At the same of the numerous organizations have been sent notice, many have issued counter statements indicating their desire not to be placed in the same category as other operators. For instance, the Kisan Maha Panchayat indicated to the Supreme Court of India that it was “neither the part of protestors, who have been stopped and restrained by the Police/ Security Personnel at any National Highway nor is the members of the Petitioner farmers body involved in any activity causing any permanent/temporary blockage on the movement on any road.”
This occurred after the Kisan Maha Panchayat requested the Court for permission to hold Satya Graha near the Jantar Mantar. Such a request, before the organization, making the above distinction would have likely been denied owing to their apparent association with the road blockades. This opinion is further substantiated by the following quote by Justice AM Khanwilkar:
“You have strangulated the entire city, now you want to come inside?”
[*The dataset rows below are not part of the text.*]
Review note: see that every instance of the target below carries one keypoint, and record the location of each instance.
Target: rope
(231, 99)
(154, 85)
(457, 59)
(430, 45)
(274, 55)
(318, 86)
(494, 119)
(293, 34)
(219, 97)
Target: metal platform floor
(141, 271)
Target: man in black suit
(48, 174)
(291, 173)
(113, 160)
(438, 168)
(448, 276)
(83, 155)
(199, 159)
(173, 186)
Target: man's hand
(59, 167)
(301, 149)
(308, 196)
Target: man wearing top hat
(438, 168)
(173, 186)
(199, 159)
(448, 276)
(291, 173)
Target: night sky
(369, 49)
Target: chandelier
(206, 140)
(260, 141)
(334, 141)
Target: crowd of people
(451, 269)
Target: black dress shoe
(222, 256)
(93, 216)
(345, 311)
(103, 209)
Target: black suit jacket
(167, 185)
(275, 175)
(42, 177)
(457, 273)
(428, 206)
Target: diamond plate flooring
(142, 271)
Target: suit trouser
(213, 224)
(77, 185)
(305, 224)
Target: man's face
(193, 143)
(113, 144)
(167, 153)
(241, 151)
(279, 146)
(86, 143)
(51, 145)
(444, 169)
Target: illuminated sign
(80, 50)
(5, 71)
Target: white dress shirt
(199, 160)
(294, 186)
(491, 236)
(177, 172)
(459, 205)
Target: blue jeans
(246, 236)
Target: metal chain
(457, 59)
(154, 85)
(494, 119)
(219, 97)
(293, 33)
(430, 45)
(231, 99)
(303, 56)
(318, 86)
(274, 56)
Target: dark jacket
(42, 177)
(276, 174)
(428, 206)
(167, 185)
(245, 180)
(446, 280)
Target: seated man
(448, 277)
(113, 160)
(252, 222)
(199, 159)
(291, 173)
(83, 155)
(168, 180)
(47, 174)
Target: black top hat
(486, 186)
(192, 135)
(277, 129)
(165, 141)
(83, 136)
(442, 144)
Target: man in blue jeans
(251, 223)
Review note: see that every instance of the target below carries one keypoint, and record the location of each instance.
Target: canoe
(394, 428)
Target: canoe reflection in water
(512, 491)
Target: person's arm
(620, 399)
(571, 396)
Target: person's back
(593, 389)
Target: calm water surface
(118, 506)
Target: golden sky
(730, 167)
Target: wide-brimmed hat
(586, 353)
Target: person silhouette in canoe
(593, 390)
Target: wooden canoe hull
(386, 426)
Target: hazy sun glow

It is left to be seen what will happen before the court when this matter truly starts progressing into its substantive issues. If one thing however has become clear, it is that while the protesters are working towards a common objective, they are not a monolith by any means of the imagination.
Multiple different protesting groups have operated quite distinctly ever since the protests escalated to violence on Republic Day 2021. This could substantially impact the manner in which the government goes about dealing with the manner. In one way one could argue that such fragmentation would be a demerit to the farmers as they shall no longer have the same numerical advantage, they once enjoyed in carrying out their demonstrations. However, at the very same time, such fragmentations hall also prevents the protests from being suppressed owing to potential violent protest as each demonstration shall operate independently of each other.
Therefore, this event could prove to be a decisive point for the farmers’ protests in terms of the movement attaining its original objective of the removal of the 3 Farm Reorganization Acts.